Hypertable is a high performance, open source, massively scalable database modeled after Bigtable, Google's proprietary, massively scalable database. This page provides a brief overview of Hypertable, comparing it with a relational database, highlighting some of its unique features, and illustrating how it scales.
Comparison to a Relational Database
Hypertable is similar to a relational database in that it represents data as tables of information, with rows and columns, but that's about as far as the analogy goes. The following is a list of some of the main differences
- Row keys are UTF-8 strings
- No support for data types, values are treated as opaque byte sequences
- No support for joins
- No support for transactions
Tables in Hypertable can be thought of as massive tables of data, sorted by a single primary key, the row key.
A relational database assumes that each column defined in the table schema will have a value for each row that is present in the table. NULL values are usually represented with a special marker (e.g. \N). The primary key and column identifier are implicitly associated with each cell based on its physical position within the layout. The following diagram illustrates how a relational database table might be laid out on disk.
Hypertable (and Bigtable) takes its design from the Log Structured Merge Treepdf. It flattens out the table structure into a sorted list of key/value pairs, each one representing a cell in the table. The key includes the full row and column identifier, which means each cell is provided complete addressing information. Cells that are NULL are simply not included in the list which makes this design particularly well-suited for sparse data. The following diagram illustrates how Hypertable stores table data on-disk.
Though there can be a fair amount of redundancy in the row keys and column identifiers, Hypertable employs key-prefix and block data compression which considerably mitigates this problem.
Hypertable extends the traditional two-dimensional table model by adding a third dimension: timestamp. This timestamp dimension can be thought of as representing different versions of each table cell, as illustrated in the following diagram.
When queried, the most recent cell version is returned first. By default, all cell versions are retained for each column, but the number of versions retained can be capped by specifying the MAX_VERSIONS option to the column specification in the CREATE TABLE statement.

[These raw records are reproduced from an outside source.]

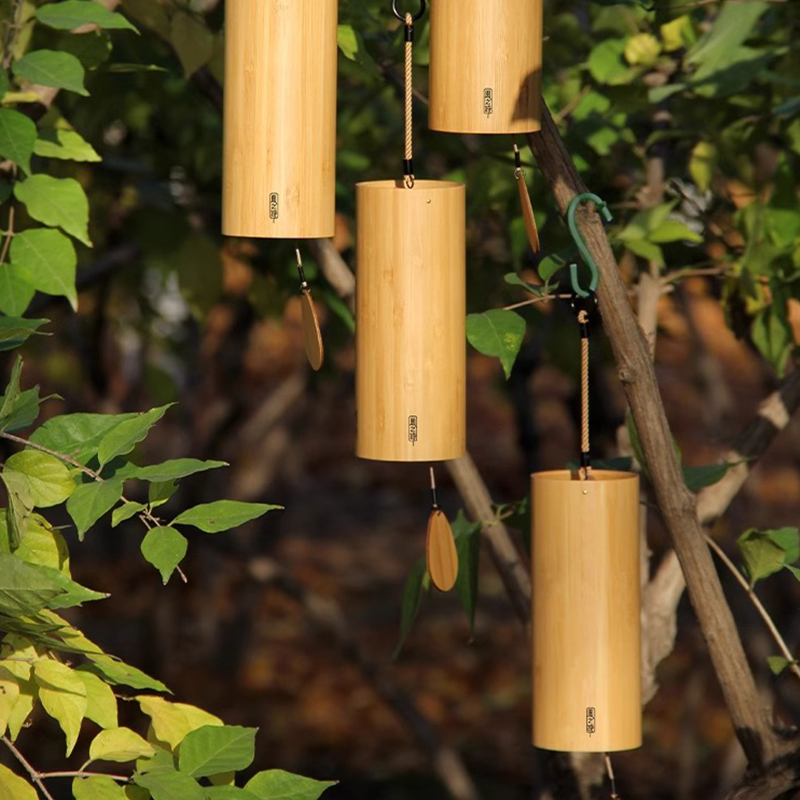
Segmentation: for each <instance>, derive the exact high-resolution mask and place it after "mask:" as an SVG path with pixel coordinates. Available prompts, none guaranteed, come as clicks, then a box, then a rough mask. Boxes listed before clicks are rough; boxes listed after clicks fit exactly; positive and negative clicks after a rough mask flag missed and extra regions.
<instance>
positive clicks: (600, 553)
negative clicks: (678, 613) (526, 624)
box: [531, 470, 642, 753]
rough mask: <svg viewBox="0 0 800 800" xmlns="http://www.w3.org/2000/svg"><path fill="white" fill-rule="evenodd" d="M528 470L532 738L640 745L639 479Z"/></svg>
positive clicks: (617, 748) (625, 476)
mask: <svg viewBox="0 0 800 800" xmlns="http://www.w3.org/2000/svg"><path fill="white" fill-rule="evenodd" d="M592 477H593V480H589V481H580V480H578V479H577V476H576V475H575V473H570V472H566V471H562V472H544V473H538V474H535V475H533V476H532V495H533V497H532V500H533V503H532V542H531V546H532V558H533V570H532V573H533V575H532V577H533V615H532V618H533V744H534V745H535V746H537V747H542V748H545V749H547V750H560V751H566V752H592V753H595V752H613V751H617V750H631V749H633V748H636V747H639V746H640V745H641V743H642V704H641V677H640V675H641V672H640V660H641V654H640V653H641V643H640V641H641V640H640V590H639V585H640V583H639V581H640V578H639V576H640V562H639V477H638V475H635V474H634V473H631V472H606V471H600V470H595V471H594V472H593V475H592Z"/></svg>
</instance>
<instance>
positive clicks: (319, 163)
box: [222, 0, 338, 239]
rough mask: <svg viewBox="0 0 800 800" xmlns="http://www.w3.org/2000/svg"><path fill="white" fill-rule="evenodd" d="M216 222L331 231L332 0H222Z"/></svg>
mask: <svg viewBox="0 0 800 800" xmlns="http://www.w3.org/2000/svg"><path fill="white" fill-rule="evenodd" d="M225 14H226V21H225V98H224V135H223V197H222V203H223V206H222V208H223V215H222V232H223V233H224V234H226V235H228V236H252V237H259V238H278V239H308V238H327V237H331V236H333V233H334V216H335V177H336V176H335V170H336V167H335V164H336V77H337V75H336V71H337V14H338V0H291V1H290V2H289V1H288V0H227V2H226V4H225Z"/></svg>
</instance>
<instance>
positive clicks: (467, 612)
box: [453, 510, 481, 633]
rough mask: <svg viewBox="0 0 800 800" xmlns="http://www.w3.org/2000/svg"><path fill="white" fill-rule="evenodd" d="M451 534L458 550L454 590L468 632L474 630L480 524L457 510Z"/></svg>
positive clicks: (474, 631) (477, 578)
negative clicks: (468, 519) (463, 618)
mask: <svg viewBox="0 0 800 800" xmlns="http://www.w3.org/2000/svg"><path fill="white" fill-rule="evenodd" d="M453 536H454V537H455V540H456V551H457V552H458V577H457V578H456V592H458V598H459V600H460V601H461V605H462V606H463V607H464V611H466V612H467V617H468V619H469V629H470V632H472V633H474V632H475V608H476V607H477V605H478V573H479V570H480V555H481V525H480V523H478V522H470V521H469V520H468V519H467V518H466V517H465V516H464V511H463V510H459V512H458V516H457V517H456V519H455V522H453Z"/></svg>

The timestamp can be supplied by the application at insert time, or can be auto-generated (default).
This feature provides a way for users to introduce sparse column data that can be easily selected with Hypertable Query Language (HQL) or any of the other query interfaces.
A column specification in the Hypertable CREATE TABLE statement actually defines a set of related columns known as a column family. Users may supply an optional column qualifier and specify the qualified column as family:qualifier. The qualifier is a NUL-terminated string. For example, if a column family tag is specified in a CREATE TABLE statement, as shown below,
CREATE TABLE Info ( tag );
then qualified columns such as the following may be created/inserted into the table.
tag:bigtable tag:nosql tag:bigdata
Namespaces provide a way to logically group tables together and are analogous to the directory hierarchy in a modern filesystem. Namespaces allow you to organize your tables into related groups, keeping table names simple, as table names need only be unique within the namespace in which they are created. All Hypertable instances have a built-in default root namespace "/". The following diagram illustrates an example namespace hierarchy.
How Scaling Works
This section illustrates how Hypertable scales. Let's say the system has been loaded with the following two tables, a session ID table and a crawl database table.
Over time, Hypertable will break these tables into ranges and distribute them to what are known as RangeServer processes. These processes manage ranges of table data and run on all slave server machines in the cluster. For example, assuming there are three slave servers, the following diagram shows what the system might look like over time. As can be seen by the diagram, the three servers are filled to capacity.
Adding more capacity is a simple matter of adding new commodity class servers and starting RangeServer processes on the new machines. Hypertable will detect that there are new servers available with plenty of spare capacity and will automatically migrate ranges from the overloaded machines onto the new ones.
This range migration process has the effect of balancing load across the entire cluster and opening up additional capacity.